When using early acknowledgement (default), a prefetch multiplier of 1
means the worker will reserve at most one extra task for every active
worker process.

When users ask if it's possible to disable "prefetching of tasks", often
what they really want is to have a worker only reserve as many tasks as there
are child processes.

But this is not possible without enabling late
acknowledgements; A task that has been started, will be
retried if the worker crashes mid execution so the task must be `idempotent`_
(see also notes at :ref:`faq-acks_late-vs-retry`).
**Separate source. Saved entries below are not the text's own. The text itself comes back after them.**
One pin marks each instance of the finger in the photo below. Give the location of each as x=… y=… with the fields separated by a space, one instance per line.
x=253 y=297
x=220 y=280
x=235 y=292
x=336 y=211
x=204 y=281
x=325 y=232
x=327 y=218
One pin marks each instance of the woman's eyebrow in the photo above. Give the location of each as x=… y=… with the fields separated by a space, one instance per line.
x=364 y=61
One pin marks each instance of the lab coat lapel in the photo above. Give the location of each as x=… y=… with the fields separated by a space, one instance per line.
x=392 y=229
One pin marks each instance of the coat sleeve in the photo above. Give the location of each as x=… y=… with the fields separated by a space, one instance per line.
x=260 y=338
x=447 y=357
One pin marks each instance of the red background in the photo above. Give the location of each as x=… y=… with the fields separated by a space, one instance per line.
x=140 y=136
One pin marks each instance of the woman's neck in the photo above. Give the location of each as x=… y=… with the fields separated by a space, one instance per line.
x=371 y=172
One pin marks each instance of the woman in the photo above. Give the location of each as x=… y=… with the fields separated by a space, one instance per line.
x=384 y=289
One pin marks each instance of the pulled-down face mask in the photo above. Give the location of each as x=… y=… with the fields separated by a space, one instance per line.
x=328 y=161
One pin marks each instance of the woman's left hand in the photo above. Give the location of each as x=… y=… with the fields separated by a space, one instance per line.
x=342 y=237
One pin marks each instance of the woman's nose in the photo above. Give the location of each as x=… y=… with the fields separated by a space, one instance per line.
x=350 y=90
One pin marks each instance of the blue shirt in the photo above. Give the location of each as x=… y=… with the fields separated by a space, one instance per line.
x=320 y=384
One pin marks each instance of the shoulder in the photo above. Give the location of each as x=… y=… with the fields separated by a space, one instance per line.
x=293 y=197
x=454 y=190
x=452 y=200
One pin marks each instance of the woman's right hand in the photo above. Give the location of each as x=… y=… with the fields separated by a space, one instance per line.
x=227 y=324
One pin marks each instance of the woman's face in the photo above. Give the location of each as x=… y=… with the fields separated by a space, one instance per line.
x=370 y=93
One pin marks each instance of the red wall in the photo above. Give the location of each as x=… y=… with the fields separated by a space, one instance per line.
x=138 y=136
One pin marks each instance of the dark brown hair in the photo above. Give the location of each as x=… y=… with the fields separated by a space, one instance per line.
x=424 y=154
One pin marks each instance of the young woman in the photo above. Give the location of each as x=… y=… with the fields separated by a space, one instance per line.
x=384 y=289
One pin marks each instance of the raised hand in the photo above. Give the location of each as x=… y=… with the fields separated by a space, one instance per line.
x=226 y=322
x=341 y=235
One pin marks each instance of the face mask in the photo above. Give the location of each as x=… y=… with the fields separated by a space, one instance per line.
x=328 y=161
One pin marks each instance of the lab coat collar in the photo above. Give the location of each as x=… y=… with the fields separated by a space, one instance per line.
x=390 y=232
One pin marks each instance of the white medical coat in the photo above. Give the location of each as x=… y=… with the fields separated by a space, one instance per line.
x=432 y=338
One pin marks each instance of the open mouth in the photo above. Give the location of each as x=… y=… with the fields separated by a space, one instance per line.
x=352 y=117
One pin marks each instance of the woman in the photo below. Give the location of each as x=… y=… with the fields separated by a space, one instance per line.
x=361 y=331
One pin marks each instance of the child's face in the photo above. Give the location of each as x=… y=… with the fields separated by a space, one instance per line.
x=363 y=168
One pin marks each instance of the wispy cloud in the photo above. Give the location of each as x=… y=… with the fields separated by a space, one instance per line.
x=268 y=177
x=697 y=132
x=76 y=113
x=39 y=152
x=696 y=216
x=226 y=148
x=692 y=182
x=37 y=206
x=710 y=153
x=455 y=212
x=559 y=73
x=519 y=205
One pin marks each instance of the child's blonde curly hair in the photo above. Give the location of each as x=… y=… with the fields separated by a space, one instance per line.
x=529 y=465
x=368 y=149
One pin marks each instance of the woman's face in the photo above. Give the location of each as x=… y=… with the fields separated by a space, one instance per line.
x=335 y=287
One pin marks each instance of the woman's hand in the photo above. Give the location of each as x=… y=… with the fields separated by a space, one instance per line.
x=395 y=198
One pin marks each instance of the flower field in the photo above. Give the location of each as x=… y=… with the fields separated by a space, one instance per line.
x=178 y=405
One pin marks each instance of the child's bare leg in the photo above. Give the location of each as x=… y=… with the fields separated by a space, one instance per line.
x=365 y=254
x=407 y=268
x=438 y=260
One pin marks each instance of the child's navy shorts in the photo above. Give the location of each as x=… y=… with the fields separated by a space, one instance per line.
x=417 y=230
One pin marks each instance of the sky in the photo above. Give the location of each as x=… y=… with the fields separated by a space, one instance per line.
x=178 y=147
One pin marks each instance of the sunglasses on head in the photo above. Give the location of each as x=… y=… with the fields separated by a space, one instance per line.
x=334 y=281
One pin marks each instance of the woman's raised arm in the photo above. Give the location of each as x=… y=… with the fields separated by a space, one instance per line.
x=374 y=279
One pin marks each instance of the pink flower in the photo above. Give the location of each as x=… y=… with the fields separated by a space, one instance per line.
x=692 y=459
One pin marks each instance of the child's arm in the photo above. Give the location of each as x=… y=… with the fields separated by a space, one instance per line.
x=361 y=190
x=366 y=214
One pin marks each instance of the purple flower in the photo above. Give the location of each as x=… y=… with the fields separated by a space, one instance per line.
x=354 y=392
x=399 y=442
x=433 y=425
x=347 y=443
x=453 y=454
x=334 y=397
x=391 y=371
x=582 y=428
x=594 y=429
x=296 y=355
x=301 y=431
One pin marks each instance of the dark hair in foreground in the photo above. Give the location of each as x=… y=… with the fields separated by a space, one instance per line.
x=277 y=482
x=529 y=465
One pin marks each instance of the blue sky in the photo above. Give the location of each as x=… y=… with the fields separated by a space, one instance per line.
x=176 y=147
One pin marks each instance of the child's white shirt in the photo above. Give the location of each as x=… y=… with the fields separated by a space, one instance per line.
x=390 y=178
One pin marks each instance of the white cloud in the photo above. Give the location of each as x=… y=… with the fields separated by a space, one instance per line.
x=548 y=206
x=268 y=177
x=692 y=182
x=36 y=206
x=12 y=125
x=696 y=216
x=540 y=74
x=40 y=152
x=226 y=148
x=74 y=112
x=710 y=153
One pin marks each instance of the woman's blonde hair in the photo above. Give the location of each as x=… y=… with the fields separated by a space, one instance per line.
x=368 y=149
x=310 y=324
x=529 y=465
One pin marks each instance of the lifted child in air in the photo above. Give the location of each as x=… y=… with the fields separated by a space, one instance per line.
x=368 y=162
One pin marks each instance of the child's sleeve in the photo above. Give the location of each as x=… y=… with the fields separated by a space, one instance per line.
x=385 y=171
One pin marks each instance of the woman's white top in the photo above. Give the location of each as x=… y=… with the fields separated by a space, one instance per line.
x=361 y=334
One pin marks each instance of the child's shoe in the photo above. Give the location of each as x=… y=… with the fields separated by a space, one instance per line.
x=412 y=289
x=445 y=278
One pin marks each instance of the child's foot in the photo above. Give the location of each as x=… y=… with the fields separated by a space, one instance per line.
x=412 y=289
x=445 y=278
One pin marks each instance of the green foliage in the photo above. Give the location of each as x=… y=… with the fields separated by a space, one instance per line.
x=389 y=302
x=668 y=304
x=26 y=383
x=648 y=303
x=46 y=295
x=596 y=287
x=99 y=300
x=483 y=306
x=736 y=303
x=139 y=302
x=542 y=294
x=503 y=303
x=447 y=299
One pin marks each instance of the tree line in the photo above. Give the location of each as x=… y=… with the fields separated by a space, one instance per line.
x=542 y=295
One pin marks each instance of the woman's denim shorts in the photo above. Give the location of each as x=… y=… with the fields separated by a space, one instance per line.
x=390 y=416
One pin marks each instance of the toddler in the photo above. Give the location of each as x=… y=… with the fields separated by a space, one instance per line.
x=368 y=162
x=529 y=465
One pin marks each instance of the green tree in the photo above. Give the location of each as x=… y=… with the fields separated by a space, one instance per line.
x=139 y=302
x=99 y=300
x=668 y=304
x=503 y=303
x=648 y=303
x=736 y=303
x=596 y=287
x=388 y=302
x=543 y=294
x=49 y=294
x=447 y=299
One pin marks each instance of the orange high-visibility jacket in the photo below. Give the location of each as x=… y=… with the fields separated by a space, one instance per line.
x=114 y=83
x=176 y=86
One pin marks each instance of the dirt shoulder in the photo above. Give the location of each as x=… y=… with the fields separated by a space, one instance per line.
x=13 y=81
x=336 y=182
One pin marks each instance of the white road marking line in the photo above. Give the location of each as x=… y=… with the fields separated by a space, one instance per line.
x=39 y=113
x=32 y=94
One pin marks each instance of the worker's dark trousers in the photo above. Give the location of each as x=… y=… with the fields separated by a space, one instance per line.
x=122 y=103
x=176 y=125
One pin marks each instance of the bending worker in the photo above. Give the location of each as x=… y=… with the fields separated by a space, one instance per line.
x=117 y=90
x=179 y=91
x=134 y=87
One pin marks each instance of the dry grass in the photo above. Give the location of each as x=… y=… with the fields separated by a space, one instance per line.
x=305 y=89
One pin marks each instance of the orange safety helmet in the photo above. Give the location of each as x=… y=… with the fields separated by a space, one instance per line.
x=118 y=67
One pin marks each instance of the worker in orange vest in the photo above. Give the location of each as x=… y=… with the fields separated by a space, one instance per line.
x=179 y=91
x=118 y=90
.. _`idempotent`: http://en.wikipedia.org/wiki/Idempotent

You can enable this behavior by using the following configuration options:

.. code-block:: python

    task_acks_late = True
    worker_prefetch_multiplier = 1

.. _prefork-pool-prefetch:

Prefork pool prefetch settings
------------------------------

The prefork pool will asynchronously send as many tasks to the processes
as it can and this means that the processes are, in effect, prefetching
tasks.

This benefits performance but it also means that tasks may be stuck
waiting for long running tasks to complete::

    -> send T1 to Process A
    # A executes T1
    -> send T2 to Process B
    # B executes T2
    <- T2 complete

    -> send T3 to Process A
    # A still executing T1, T3 stuck in local buffer and
    # will not start until T1 returns

The worker will send tasks to the process as long as the pipe buffer is
writable.  The pipe buffer size varies based on the operating system: some may
have a buffer as small as 64kb but on recent Linux versions the buffer
size is 1MB (can only be changed system wide).

You can disable this prefetching behavior by enabling the :option:`-Ofair`
worker option:

.. code-block:: console

    $ celery -A proj worker -l info -Ofair

With this option enabled the worker will only write to processes that are
available for work, disabling the prefetch behavior.